My idea is to extract the CLS
token for all the text in the DB and save it in CSV or somewhere else. So when a new text comes in, instead of using the Cosine Similarity/JAccard/MAnhattan/Euclidean
or other distances, I have to use some approximation like LSH, ANN (ANNOY, sklearn.neighbor)
or the one given here faiss
. How can that be done? I have my code as:
PyTorch:
tokenizer = BertTokenizer.from_pretrained('bert-base-uncased')
model = BertModel.from_pretrained('bert-base-uncased')
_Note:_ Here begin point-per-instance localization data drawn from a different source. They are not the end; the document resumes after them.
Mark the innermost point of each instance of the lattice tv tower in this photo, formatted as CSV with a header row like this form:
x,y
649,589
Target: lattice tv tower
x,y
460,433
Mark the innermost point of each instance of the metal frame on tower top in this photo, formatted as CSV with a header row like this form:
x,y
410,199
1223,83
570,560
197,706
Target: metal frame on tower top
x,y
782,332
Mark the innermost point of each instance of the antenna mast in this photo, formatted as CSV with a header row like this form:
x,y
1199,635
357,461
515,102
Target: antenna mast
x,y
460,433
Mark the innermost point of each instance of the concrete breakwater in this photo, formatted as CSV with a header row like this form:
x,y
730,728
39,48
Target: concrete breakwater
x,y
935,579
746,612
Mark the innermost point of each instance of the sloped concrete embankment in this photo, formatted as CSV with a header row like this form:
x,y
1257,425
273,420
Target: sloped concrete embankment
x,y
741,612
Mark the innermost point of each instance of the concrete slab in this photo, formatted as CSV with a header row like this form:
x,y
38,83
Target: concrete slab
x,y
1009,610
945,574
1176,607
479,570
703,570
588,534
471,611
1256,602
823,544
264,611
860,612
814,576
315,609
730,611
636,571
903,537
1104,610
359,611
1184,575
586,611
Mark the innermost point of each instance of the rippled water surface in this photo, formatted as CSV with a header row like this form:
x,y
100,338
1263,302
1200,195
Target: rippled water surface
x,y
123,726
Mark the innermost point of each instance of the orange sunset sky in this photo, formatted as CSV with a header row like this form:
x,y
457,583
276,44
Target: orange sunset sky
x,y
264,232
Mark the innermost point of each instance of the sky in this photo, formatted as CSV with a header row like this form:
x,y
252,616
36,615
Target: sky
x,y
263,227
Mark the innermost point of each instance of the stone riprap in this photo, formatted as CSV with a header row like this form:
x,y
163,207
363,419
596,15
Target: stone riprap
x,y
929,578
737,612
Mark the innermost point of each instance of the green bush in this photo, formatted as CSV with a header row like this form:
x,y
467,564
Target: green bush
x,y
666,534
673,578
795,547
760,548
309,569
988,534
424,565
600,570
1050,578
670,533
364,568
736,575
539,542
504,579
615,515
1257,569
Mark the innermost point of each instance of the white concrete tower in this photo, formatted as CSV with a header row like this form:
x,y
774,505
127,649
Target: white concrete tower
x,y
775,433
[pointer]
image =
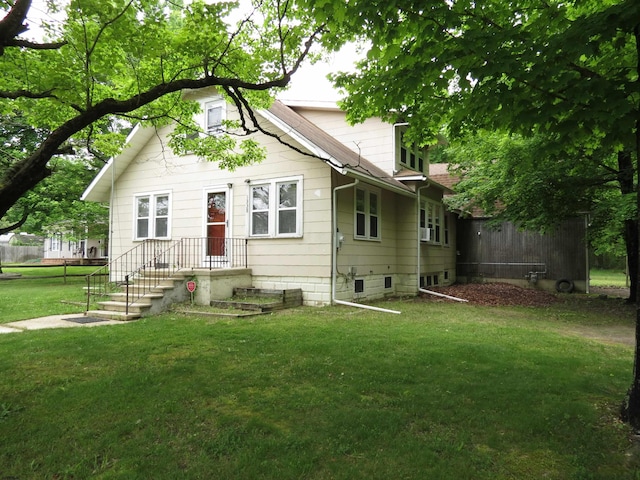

input_ids = torch.tensor(tokenizer.encode("Hello, I am a text")).unsqueeze(0) # Batch size 1
outputs = model(input_ids)
last_hidden_states = outputs[0] # The last hidden-state is the first element of the output tuple
Using Tensorflow:
import tensorflow as tf
from transformers import BertTokenizer, TFBertModel
tokenizer = BertTokenizer.from_pretrained('bert-base-uncased')
model = TFBertModel.from_pretrained('bert-base-uncased')
input_ids = tf.constant(tokenizer.encode("Hello, my dog is cute"))[None, :] # Batch size 1
outputs = model(input_ids)
last_hidden_states = outputs[0] # The last hidden-state is the first element of the output tuple
and I think can get the CLS
token as: (Please correct if wrong)
last_hidden_states = outputs[0]
cls_embedding = last_hidden_states[0][0]
Please tell me if it's the right way to use and how can I use any of the LSH, ANNOT, faiss
or something like that?
So for every text, there'll a 768
length vector and we can create a N(No of texts 10M)x768 matrix, how can I find the Index of top-5
data points (texts) which are most similar to the given image/embedding/data point?